There are many different types of pet insurance and many different companies providing it.
The main thing you need to decide on is whether to get an annual or lifetime policy. Annual policies will cover a certain condition for one year and then exclude it from any further cover. This is fine for a one-off problem such as a traumatic incident like a road traffic accident. But it is not very helpful for conditions that require long term treatment such as diabetes or a heart condition. The other problem with annual policies is excluding related conditions. For example, if your dog hurt its leg on a walk and needed veterinary treatment even if the injury wasn't serious or involved long term medication, many policies would then exclude any further problems with this leg even if totally unrelated to the original injury. The monthly premium for an annual policy is much less than a lifetime policy but they are really only beneficial for one-off problems and not ongoing medical conditions.
Lifetime policies will cover any condition for the lifetime of the animal. You will be liable for the initial excess but then the insurance company will cover the rest of the treatment for a condition for that year. The excess varies between policies but is usually around £100 and this is per condition. In subsequent years, any ongoing conditions will be fully covered with the exception of a one-off excess payment, again per condition. As animals get older some companies will charge a percentage of the claim on top of the excess, again something to be aware of when you first take out a policy. Some policies will have a yearly limit per condition (anything from £2,000-10,000). Fortunately, there are not many conditions that amount to over £10,000 per year but complicated treatment at a referral centre can soon mount up!
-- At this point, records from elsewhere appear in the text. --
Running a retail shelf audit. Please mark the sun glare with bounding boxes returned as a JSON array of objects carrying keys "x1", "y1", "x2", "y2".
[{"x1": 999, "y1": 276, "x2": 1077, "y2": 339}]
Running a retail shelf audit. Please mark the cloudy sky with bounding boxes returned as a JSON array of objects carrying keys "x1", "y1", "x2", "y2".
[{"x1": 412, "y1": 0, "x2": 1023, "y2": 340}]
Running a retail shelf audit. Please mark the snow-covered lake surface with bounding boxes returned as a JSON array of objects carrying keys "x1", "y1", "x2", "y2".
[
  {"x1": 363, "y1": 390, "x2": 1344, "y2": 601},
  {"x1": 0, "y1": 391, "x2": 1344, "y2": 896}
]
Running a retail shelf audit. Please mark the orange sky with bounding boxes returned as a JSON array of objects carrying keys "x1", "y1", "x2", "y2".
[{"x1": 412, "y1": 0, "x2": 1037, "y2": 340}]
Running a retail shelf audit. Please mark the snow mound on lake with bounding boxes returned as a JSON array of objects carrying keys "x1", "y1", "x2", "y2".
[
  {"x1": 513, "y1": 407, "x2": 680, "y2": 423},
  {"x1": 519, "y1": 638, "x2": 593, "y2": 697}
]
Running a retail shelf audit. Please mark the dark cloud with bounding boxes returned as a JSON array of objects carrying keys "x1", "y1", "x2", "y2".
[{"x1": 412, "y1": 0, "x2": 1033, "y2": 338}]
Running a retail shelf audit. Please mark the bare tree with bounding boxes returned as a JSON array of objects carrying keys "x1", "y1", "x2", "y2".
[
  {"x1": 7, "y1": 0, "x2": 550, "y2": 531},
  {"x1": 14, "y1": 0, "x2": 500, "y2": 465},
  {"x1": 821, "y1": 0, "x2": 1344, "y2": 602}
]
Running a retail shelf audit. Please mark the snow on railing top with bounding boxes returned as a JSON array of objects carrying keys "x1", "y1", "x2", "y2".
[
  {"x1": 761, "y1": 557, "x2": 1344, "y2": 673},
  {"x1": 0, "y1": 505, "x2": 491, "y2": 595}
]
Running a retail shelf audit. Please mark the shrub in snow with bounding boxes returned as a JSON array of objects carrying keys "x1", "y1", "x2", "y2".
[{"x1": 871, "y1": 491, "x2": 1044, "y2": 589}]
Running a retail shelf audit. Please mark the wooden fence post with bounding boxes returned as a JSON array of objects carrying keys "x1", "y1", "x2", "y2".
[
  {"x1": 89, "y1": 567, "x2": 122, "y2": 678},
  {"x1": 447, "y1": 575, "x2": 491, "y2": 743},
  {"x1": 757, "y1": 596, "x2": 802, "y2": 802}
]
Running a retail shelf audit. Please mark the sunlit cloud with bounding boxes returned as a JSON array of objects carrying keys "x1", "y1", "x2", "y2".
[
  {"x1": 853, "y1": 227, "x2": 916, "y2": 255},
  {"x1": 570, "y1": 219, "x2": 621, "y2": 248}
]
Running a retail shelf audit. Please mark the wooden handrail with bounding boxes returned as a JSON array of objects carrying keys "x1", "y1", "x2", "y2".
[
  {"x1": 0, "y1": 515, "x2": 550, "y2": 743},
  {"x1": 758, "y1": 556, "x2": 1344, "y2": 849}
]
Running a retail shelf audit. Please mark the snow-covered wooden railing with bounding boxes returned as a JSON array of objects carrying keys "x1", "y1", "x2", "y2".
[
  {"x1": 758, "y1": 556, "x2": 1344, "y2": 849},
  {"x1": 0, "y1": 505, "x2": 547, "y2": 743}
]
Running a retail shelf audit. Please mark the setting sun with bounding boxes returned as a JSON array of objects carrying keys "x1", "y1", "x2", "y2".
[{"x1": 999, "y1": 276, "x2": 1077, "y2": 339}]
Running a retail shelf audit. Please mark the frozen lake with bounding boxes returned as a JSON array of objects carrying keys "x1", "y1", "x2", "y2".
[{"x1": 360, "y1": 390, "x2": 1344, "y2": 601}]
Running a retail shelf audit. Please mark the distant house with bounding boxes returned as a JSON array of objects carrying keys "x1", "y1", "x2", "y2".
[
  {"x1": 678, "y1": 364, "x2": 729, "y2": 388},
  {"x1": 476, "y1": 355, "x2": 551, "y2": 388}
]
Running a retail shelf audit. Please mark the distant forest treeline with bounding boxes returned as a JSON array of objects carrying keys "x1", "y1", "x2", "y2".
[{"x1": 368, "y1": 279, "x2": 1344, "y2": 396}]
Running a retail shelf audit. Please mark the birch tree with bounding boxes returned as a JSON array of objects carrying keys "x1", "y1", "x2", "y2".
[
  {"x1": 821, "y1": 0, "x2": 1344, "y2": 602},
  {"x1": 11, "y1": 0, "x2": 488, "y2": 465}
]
The other thing to be aware, unlike house or car insurance, it definitely doesn’t pay to swap companies every year. Any new company will exclude any pre-existing conditions. Like the annual policies, this exclusion can be generalised, for example, if your dog had an ear mite infestation as a puppy many companies would then exclude all subsequent ear problems.
When considering insurance think about your financial position and what you require from a policy.